ビル・ゲイツ氏「AIの影響は核の1千倍」 雇用・犯罪リスクを指摘

2026/08/28 更新: 2026/08/28

マイクロソフト共同創業者のビル・ゲイツ氏は、AIの発展が社会や経済に巨大な影響を及ぼす一方、世界はまだ十分な準備ができていないと警告した。各国に対し、AIを管理する制度を早急に整え、リスクを抑えるよう呼びかけている。

マイクロソフト共同創業者であるビル・ゲイツ氏は「原子力が登場した当時、核兵器に使われるのか、それとも平和利用されるのかが問われた。それと似ている。AIの影響はその1千倍にもなり得る。しかも、同じ技術が大きな恩恵と深刻なリスクの両方をもたらし得る」と指摘した。

ゲイツ氏は自身のサイトに掲載した記事で、AIは過去の技術革命を上回る速さで発展しており、今後10年間で雇用市場に大きな影響を与える可能性があると指摘した。

生成AIはすでにホワイトカラーの仕事に影響を及ぼし始めている。今後は営業やカスタマーサービス、ソフトウェア開発、法務補助に加え、一部のブルーカラー職にも影響が広がる可能性がある。
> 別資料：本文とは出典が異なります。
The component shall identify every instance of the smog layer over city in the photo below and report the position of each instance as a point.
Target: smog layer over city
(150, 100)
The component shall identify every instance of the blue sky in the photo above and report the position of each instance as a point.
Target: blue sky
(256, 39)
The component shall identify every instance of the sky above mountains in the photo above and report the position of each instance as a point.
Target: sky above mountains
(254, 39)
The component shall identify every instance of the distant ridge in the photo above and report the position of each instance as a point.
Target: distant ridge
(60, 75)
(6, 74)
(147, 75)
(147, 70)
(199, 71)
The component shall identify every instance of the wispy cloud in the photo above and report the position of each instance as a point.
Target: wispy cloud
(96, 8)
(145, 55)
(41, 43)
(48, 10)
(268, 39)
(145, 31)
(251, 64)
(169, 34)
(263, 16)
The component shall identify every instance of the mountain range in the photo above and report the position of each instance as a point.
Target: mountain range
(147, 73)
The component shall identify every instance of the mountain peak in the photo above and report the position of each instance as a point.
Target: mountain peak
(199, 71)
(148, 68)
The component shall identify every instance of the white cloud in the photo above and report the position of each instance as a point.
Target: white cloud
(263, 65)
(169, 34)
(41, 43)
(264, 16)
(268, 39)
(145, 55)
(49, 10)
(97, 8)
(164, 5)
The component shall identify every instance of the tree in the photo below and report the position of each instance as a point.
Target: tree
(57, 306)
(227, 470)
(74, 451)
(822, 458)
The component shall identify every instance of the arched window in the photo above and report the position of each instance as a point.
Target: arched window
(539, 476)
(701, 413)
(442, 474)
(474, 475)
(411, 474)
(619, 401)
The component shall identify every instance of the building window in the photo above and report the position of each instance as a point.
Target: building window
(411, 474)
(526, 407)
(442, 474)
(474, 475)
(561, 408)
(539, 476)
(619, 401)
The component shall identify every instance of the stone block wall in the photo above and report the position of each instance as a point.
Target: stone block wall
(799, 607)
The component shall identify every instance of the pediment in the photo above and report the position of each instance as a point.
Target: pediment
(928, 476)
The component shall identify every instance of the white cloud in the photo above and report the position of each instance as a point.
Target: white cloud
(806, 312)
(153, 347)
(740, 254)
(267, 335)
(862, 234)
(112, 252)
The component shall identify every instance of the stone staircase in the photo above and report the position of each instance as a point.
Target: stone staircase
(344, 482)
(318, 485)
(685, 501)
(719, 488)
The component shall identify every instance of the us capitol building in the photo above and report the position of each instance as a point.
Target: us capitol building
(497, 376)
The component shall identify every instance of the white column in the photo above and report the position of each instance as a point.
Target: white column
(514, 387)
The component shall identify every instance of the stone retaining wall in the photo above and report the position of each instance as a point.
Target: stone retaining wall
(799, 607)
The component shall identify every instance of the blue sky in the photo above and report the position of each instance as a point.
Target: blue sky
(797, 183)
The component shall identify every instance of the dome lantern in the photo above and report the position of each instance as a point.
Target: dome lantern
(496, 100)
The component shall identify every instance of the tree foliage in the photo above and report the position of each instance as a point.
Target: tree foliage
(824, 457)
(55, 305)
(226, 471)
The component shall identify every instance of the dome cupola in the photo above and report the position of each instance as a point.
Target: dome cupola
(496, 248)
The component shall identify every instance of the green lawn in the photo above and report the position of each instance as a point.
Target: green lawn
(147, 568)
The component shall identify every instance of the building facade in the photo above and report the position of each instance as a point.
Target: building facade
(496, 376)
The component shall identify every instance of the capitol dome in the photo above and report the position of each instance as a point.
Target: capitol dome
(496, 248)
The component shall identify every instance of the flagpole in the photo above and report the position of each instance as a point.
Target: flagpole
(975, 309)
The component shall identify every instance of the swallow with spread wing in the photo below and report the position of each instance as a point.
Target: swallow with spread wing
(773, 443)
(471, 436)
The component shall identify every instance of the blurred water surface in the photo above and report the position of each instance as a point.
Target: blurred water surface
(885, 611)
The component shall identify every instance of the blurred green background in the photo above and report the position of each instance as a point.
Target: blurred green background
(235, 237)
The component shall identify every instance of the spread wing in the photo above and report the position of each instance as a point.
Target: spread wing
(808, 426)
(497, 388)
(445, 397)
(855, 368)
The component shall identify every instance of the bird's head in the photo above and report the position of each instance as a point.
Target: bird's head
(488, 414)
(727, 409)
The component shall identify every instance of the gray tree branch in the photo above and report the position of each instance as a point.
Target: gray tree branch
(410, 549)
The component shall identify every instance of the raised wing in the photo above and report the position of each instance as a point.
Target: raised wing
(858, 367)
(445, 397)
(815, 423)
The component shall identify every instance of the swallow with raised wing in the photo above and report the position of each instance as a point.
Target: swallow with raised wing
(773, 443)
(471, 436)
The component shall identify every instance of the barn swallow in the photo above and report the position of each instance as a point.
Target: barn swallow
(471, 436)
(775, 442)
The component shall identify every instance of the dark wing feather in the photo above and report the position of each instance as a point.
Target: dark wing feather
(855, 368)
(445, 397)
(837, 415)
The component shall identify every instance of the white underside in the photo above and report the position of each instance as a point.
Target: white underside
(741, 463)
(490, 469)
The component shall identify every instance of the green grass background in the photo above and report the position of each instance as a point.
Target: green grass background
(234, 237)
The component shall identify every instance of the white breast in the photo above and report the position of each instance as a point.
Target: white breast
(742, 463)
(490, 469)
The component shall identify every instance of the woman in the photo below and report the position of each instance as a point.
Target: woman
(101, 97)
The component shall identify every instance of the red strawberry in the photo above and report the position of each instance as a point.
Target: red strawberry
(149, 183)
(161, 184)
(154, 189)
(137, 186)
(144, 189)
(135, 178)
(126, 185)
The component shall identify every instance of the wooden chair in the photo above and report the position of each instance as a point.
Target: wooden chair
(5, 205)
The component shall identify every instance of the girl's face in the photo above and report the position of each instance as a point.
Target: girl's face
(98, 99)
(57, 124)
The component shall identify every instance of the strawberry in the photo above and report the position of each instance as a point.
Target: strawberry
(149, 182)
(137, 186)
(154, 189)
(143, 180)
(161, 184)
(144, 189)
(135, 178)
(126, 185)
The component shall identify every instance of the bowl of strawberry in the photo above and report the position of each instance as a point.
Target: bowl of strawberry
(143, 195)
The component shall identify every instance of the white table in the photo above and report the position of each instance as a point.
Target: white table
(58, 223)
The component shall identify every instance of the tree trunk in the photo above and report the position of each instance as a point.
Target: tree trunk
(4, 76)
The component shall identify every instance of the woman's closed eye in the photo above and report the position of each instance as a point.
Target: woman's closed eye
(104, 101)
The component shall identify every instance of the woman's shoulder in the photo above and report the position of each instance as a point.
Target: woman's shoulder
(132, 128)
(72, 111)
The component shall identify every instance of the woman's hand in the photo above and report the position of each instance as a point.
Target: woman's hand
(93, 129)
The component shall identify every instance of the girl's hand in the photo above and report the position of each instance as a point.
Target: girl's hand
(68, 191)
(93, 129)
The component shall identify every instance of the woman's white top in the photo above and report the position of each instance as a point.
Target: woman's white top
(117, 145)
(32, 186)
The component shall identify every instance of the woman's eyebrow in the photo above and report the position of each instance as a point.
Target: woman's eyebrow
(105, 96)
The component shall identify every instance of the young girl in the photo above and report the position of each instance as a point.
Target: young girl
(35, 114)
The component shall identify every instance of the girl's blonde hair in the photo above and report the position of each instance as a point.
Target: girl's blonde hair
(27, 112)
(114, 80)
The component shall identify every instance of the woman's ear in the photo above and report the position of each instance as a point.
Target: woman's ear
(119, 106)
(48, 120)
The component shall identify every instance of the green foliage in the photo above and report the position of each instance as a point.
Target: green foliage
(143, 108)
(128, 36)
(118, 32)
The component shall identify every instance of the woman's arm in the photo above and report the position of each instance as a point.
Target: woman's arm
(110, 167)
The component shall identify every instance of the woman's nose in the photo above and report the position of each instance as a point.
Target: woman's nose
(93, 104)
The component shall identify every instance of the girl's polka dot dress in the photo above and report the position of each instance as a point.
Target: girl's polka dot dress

ゲイツ氏はまた、AIが犯罪に悪用されやすくなり、詐欺や偽情報、サイバー攻撃、バイオテロのリスクが高まることにも懸念を示した。政府や権力者が、自律型兵器や国民監視、世論操作にAIを利用しやすくなる恐れもあるという。

安全保障上の問題だけでなく、AIはメンタルヘルスや人間関係にも影響を及ぼす可能性があり、特に青少年への影響を懸念している。

AIが利用者に過度に迎合すれば、人がAIに慰めや承認を求めることに慣れ、人との交流が減る可能性がある。また、AIへの過度な依存は、思考力や学習にも影響しかねない。

こうした問題への対策として、ゲイツ氏は、AIを管理する制度の整備、一部の仕事を人間に残すこと、税制の見直しという3つを提案した。

また、AIやロボットへの課税を提唱し、その税収を失業した労働者のトレーニングや社会保障の充実に充てるべきだとしている。